# 📍 Problem Title: Managers with at Least 5 Direct Reports

🔗 [LeetCode Problem 570 – Managers with at Least 5 Direct Reports](https://leetcode.com/problems/managers-with-at-least-5-direct-reports/description/?envType=study-plan-v2&envId=30-days-of-pandas)

---

## 📝 Problem Description
We are given a table `Employee` with the following schema:

| Column     | Type |
|------------|------|
| id         | int  |
| name       | str  |
| department | str  |
| managerId  | int  |

- `id` is the primary key for this table.
- Each row contains an employee’s `id`, `name`, their `department`, and their `managerId`.
- `managerId` points to another employee’s `id` (the manager).
- If `managerId` is `null`, that employee has no manager.

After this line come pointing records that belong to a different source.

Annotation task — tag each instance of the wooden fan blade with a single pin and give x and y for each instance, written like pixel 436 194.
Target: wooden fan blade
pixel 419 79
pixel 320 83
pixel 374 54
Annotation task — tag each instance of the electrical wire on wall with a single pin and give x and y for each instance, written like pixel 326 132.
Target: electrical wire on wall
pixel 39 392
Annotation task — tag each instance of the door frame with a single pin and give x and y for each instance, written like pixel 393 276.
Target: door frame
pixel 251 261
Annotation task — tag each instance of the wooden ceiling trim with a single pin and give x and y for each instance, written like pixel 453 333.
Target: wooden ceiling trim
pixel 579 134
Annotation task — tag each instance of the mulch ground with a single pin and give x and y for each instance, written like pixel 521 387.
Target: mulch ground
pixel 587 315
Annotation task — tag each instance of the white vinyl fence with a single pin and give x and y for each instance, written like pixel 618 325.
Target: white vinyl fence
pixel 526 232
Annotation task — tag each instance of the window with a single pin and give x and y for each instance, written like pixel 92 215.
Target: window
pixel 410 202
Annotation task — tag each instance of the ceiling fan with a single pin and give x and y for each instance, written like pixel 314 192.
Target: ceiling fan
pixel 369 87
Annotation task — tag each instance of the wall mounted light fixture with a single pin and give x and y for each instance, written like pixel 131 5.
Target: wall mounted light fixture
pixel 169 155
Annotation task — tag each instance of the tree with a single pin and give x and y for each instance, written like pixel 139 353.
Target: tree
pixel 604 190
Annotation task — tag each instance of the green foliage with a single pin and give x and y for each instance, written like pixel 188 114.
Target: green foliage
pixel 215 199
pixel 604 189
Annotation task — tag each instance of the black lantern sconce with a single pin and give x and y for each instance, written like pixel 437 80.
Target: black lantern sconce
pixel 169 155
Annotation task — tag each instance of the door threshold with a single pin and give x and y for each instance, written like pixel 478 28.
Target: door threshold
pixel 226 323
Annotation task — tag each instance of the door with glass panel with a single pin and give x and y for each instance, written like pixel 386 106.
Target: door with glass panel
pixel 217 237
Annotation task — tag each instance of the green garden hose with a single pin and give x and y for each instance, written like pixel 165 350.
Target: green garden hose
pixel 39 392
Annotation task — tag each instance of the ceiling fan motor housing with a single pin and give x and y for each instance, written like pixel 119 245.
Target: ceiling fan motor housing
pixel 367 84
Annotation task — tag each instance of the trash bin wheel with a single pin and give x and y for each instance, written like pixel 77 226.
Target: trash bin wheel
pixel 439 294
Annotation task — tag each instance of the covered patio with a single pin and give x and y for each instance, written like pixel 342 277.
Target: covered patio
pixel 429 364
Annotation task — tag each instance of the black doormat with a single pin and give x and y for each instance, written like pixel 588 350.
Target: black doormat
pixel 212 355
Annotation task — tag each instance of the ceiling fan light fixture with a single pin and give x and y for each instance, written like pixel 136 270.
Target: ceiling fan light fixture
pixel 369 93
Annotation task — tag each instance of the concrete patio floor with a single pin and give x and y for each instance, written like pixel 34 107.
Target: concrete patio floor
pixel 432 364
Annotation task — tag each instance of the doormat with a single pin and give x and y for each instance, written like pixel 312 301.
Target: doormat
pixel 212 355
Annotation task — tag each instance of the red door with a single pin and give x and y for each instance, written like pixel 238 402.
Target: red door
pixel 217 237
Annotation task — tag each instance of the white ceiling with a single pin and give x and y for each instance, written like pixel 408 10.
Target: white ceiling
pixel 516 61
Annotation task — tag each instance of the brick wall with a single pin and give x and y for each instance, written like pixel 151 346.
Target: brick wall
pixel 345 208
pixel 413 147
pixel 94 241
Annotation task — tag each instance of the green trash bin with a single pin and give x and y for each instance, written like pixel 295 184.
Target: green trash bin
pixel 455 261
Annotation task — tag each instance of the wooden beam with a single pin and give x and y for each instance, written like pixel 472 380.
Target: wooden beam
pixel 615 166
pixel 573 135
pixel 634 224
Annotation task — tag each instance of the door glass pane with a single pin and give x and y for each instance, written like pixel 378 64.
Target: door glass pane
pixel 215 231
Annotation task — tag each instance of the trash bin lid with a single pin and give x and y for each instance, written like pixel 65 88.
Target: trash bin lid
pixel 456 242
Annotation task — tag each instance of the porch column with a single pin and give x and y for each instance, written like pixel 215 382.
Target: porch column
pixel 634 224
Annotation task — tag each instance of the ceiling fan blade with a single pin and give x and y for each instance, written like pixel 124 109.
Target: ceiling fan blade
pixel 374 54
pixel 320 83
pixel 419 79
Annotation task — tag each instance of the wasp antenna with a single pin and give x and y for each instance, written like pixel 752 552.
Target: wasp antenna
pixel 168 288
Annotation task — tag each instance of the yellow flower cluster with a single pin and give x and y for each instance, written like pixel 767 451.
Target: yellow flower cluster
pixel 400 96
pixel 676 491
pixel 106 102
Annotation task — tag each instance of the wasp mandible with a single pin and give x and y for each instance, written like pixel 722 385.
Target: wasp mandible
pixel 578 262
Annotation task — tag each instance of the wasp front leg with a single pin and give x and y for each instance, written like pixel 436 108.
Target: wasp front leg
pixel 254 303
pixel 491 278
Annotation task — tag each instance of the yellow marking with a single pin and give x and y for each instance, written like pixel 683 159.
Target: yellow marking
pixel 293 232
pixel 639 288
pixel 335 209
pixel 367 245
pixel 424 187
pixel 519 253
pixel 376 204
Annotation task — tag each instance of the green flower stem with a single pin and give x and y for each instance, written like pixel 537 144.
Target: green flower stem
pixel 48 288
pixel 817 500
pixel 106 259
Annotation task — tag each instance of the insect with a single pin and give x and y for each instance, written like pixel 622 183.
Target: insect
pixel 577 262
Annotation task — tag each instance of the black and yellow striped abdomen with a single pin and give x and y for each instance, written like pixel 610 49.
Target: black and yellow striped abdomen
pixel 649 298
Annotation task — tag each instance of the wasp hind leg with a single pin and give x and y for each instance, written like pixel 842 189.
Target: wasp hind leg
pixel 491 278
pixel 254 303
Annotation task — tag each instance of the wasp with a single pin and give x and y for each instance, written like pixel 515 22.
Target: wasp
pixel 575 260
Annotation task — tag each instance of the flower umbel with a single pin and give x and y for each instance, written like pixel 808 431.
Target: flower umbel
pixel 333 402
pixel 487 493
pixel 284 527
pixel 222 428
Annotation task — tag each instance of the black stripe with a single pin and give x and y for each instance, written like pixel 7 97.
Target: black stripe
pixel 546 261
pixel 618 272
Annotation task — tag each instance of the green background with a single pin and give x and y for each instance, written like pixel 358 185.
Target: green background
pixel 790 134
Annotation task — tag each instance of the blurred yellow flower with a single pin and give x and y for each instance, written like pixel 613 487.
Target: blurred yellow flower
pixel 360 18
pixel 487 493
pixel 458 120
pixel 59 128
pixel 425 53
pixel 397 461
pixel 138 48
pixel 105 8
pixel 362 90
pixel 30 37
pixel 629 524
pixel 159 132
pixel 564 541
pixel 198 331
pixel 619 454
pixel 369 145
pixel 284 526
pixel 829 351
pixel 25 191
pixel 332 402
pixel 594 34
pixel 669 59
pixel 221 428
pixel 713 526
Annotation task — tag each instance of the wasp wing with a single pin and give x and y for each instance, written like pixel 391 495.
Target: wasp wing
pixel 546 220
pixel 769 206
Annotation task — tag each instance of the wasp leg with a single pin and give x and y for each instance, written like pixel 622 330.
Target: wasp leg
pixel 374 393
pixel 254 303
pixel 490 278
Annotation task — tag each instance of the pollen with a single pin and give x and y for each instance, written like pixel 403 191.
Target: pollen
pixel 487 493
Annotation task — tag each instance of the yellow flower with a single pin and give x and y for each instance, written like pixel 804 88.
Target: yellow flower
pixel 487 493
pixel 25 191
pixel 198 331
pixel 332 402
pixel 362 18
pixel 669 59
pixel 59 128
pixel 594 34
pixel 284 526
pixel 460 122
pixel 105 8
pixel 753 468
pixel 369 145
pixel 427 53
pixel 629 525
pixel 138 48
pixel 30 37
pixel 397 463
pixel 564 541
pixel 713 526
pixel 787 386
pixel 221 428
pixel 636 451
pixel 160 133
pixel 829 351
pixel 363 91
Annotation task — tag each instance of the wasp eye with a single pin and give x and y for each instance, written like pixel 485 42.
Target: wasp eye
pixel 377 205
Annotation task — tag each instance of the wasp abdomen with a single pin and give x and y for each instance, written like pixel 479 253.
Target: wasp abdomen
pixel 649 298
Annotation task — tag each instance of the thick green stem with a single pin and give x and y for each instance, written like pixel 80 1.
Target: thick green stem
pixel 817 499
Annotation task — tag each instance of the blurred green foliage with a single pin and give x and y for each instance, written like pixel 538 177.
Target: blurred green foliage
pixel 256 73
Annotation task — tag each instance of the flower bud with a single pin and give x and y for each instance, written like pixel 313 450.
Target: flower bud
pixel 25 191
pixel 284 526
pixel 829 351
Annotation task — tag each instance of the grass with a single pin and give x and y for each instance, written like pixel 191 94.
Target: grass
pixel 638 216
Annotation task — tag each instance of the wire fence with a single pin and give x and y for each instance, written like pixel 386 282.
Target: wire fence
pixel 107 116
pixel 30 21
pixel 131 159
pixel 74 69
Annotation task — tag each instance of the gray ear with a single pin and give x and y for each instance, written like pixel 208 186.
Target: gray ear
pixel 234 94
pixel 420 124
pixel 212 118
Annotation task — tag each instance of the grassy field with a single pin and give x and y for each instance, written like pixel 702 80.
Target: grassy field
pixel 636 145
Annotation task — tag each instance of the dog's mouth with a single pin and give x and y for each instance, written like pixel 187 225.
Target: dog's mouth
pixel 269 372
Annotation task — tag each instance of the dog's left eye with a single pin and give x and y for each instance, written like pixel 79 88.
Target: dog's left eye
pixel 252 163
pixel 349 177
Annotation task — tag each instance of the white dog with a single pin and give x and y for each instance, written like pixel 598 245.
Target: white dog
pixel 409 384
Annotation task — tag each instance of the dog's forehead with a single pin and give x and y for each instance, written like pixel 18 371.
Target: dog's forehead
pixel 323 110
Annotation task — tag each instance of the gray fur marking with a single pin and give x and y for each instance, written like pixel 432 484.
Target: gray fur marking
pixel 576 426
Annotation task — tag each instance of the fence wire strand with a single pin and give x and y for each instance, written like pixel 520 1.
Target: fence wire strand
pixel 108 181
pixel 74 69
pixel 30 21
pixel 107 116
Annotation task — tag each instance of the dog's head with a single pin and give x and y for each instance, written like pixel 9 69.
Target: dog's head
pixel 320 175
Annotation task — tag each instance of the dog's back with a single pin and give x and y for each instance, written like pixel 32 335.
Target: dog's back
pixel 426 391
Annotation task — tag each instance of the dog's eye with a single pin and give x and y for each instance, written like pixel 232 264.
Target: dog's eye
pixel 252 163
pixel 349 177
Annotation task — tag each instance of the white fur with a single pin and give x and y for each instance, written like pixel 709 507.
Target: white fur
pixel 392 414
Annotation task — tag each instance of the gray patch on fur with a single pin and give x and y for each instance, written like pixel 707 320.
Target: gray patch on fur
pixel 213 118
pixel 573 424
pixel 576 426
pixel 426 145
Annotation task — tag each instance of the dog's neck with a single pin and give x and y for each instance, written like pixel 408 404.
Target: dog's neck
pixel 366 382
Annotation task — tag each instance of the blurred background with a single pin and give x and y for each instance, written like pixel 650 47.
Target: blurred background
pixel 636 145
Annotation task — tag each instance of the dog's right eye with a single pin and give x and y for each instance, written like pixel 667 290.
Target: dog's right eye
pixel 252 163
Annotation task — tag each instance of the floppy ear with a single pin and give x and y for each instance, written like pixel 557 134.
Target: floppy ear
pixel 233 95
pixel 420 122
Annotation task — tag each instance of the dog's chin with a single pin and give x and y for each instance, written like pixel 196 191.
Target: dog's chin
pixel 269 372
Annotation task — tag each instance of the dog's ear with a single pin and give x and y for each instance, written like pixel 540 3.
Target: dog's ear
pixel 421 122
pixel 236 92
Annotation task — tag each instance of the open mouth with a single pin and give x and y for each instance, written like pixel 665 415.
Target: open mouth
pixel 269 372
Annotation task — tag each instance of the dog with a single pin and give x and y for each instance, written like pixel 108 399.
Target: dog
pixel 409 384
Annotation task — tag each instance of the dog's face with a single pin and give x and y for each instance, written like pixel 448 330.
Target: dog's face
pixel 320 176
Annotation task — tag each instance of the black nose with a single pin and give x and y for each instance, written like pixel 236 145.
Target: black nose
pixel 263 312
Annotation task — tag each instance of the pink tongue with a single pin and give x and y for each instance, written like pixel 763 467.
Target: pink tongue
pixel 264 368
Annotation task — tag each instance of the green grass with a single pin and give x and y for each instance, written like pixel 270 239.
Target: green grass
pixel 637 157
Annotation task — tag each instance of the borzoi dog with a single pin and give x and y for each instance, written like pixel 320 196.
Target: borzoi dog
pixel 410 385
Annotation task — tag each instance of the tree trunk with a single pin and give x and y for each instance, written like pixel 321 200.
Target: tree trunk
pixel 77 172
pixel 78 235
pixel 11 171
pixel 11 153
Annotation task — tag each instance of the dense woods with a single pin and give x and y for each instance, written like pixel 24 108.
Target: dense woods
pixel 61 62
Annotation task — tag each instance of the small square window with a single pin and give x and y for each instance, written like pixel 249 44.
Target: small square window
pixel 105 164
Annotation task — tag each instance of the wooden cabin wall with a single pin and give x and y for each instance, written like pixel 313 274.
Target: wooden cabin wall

We need to find the **names of managers who have at least 5 direct reports**.

---

## 🧾 Example

**Input:**

| id | name  | department | managerId |
|----|-------|------------|-----------|
| 1  | John  | A          | null      |
| 2  | Dan   | A          | 1         |
| 3  | James | A          | 1         |
| 4  | Amy   | A          | 1         |
| 5  | Anne  | A          | 1         |
| 6  | Ron   | A          | 1         |

**Output:**

| name |
|------|
| John |

---

## 🧠 Key Concepts
- **Group employees by `managerId`** to count direct reports per manager.
- **Filter managers with ≥ 5 direct reports**.
- **Join back with employees** to retrieve manager names from their `id`.

---

## 🐼 Pandas Outline
1. Use `groupby("managerId").size()` to count employees under each manager.
2. Convert the result into a DataFrame with `.reset_index(name="direct_reports")`.
3. Filter rows where `direct_reports >= 5`.
4. Match the filtered manager IDs against the `id` column in the employees table.
5. Return only the `name` column.

---

## 🧪 Example Flow

**Step 1: Group employees by `managerId` and count**
| managerId | direct_reports |
|-----------|----------------|
| 1         | 5              |

**Step 2: Filter managers with at least 5 reports**
| managerId | direct_reports |
|-----------|----------------|
| 1         | 5              |

**Step 3: Match managerId back to employee id**
| id | name | department | managerId |
|----|------|------------|-----------|
| 1  | John | A          | null      |

**Step 4: Select the manager’s name**
| name |
|------|
| John |

---

✅ This approach guarantees we capture all managers who directly manage **5 or more employees**.

In [12]:
import pandas as pd


data = [[101, 'John', 'A', None], [102, 'Dan', 'A', 101], [103, 'James', 'A', 101], [104, 'Amy', 'A', 101], [105, 'Anne', 'A', 101], [106, 'Ron', 'B', 101]]
employee = pd.DataFrame(data, columns=['id', 'name', 'department', 'managerId']).astype({'id':'Int64', 'name':'object', 'department':'object', 'managerId':'Int64'})

In [28]:
def find_managers(employee: pd.DataFrame) -> pd.DataFrame:

    counts = (
        employee.groupby("managerId")
        .size()
        .reset_index(name = "direct_reports")
    )
    managers = counts[counts["direct_reports"] >= 5]
    return employee[employee["id"].isin(managers["managerId"])][["name"]]

In [29]:
find_managers(employee)

Unnamed: 0,name
0,John